The test that can expose the implementation method must be, as you say, one where the sequential execution would cause an extra cycle of latency, i.e. not based on any of the operations that process the halves independently.
Besides the Zen 3 pipelines, Zen 4 is said to have a new shuffle unit, which enables it to do shuffles where the halves of a 512-bit operand are crossed. I do not know how this shuffle unit has been added to the existing pipelines, i.e. whether it is separate and an operation could be initiated on it simultaneously with the other pipelines, or more likely, it is attached to only one of the existing pipelines, making that pipeline behave differently than the others.
So if a test would try to use shuffles for an instruction sequence trying to expose an extra clock cycle of latency, there might be additional complications, requiring a more complex testing for elucidating which is the AMD Zen 4 implementation.
> Chester (lamchester.delete@this.gmail.com) on November 5, 2022 3:24 pm wrote:
> >
> > That was not concluded. Rather it seems like a 512-bit op is fed into a single 256-bit pipe, and execution
> > starts over two cycles. The result for each half is ready
> > as fast as it would be for a plain 256-bit op, meaning
> > no latency increase.
>
> So the upper 256 bits are always staggered by one cycle? Kind of like how the original P4 double-pumped ALU
> worked and made most integer ops have an latency of just 0.5 cycles? (Except in this case it's not double-pumped,
> but you end up with an effective latency of 1 cycles even if the "whole" operation takes two).
>
> I guess for any throughput loads that's basically unnoticeable and perfectly fine (and AVX512
> is pretty much about throughput), but I'd assume you end up seeing the extra cycle of latency
> whenever you had an operation that collapsed the whole value (things like masked compares?).
>
> Or do I misunderstand?
>
> Linus
You understand correctly, but I have not seen yet any test results that prove that this is indeed the AMD implementation.
It certainly is the most probable implementation choice, together with the alternative where the second half of the operand is processed not in the next cycle in the same pipeline, but in the same cycle in the other pipeline of the same kind (the Zen 3/4 SIMD pipelines are grouped in pairs with the same properties).
The test that can expose the implementation method must be, as you say, one where the sequential execution would cause an extra cycle of latency, i.e. not based on any of the operations that process the halves independently.
Besides the Zen 3 pipelines, Zen 4 is said to have a new shuffle unit, which enables it to do shuffles where the halves of a 512-bit operand are crossed.
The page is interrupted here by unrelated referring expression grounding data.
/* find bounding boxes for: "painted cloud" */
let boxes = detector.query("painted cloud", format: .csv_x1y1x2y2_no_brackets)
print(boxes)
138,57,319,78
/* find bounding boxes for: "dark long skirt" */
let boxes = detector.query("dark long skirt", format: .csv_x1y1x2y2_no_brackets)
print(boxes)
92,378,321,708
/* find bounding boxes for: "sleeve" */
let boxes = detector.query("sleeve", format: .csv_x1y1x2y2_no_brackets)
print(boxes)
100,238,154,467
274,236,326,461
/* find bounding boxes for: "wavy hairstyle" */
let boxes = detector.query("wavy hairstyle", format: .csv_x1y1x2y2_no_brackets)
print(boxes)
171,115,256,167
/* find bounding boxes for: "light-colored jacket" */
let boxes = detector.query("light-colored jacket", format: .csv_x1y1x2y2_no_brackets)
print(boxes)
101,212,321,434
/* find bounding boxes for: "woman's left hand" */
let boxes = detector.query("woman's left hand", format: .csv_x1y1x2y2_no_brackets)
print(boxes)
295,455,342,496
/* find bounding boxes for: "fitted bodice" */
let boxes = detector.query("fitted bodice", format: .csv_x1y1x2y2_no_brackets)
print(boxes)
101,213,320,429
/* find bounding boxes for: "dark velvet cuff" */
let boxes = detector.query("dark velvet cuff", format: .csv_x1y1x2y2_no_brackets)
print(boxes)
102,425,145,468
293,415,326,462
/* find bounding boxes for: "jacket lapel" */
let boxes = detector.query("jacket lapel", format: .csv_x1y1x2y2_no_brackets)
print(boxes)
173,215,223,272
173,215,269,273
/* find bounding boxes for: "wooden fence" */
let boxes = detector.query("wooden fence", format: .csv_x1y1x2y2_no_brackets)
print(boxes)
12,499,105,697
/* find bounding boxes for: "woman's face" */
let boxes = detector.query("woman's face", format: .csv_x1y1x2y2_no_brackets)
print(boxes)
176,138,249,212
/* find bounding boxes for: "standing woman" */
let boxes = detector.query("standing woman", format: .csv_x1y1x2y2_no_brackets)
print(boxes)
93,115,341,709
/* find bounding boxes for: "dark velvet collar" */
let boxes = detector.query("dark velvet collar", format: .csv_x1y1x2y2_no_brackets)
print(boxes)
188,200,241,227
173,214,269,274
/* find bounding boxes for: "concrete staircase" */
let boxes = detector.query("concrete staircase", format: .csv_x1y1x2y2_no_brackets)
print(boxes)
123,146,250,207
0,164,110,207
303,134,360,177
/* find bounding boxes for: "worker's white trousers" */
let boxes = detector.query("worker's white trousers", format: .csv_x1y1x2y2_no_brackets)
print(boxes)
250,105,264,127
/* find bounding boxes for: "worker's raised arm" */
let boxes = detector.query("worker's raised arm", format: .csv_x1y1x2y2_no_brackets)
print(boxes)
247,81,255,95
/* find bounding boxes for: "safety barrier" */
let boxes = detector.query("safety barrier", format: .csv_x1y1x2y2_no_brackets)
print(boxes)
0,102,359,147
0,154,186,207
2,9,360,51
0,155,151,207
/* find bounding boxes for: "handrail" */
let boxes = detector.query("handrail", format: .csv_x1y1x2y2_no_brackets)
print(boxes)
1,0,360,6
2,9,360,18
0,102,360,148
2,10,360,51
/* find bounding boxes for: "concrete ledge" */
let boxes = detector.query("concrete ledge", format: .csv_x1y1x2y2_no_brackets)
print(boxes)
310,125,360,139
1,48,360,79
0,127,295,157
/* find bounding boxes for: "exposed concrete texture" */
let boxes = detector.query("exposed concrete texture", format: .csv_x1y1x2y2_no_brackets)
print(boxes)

I do not know how this shuffle unit has been added to the existing pipelines, i.e. whether it is separate and an operation could be initiated on it simultaneously with the other pipelines, or more likely, it is attached to only one of the existing pipelines, making that pipeline behave differently than the others.
So if a test would try to use shuffles for an instruction sequence trying to expose an extra clock cycle of latency, there might be additional complications, requiring a more complex testing for elucidating which is the AMD Zen 4 implementation.